Location: Mableton, GA
165 posts, read 170,013 times
Reputation: 245
Quote:
Originally Posted by cwkimbro View Post
Yea that makes sense if you're stupid enough believe that a 35% increase in atmosphereic CO2 increases will mean nothing, simply because most of the atmosphere is Oxygen and Nitrogren.
Yes, a 35% increase in CO2 which occupies 0.04% of molecular atmospheric space brings that to a grand total of........0.05%?

Quote:
Originally Posted by cwkimbro View Post
After Oxygen, Nitrogren, and Argon, CO2 is the largest trace gas and greenhouse gas.
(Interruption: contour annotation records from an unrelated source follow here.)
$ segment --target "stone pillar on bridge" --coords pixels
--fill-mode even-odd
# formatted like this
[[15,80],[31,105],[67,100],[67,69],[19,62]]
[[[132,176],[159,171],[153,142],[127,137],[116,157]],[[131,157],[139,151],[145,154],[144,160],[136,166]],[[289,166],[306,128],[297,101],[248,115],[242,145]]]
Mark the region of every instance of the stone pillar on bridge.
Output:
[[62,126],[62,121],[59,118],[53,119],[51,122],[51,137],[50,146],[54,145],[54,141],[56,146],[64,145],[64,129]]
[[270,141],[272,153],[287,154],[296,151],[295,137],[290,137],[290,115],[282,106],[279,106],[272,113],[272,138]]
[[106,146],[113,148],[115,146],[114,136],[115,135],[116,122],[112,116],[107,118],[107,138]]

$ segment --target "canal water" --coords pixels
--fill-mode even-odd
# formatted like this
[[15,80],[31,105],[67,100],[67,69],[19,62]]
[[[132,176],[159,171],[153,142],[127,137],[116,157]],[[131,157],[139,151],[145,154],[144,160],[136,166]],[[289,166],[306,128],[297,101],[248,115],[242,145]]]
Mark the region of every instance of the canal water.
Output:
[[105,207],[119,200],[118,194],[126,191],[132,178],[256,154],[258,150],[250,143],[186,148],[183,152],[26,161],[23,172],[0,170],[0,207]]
The latter of which directly absorbs and transmits radiation from the sun and causes greenhouse warming.
But the Ozone layer (O3) absorbs and transmits more solar radiation than CO2, so should we also be propagandized about too much Ozone as well?

Quote:
Originally Posted by cwkimbro View Post
There is a direct correlation to how much the earth warms and cools and the amount of these gases in the atmosphere, so if we increase the gases... it gets warmer... if we decrease them... it gets cooler.
Fluctuation of climates, weather, and the fluctuation of gases in the air are all part of the Earth's natural processes. This blue marble we are occupying has been beaten down by fiery meteors, horrific volcanic explosions, and warmed up from a major freeze about 10 millennia ago. If gets warmer, so what? If it gets cooler, so what?

I think people vastly underestimate how this planet is capable of equalizing and balancing itself out regardless of how much they *think* humans are powerful enough to change anything.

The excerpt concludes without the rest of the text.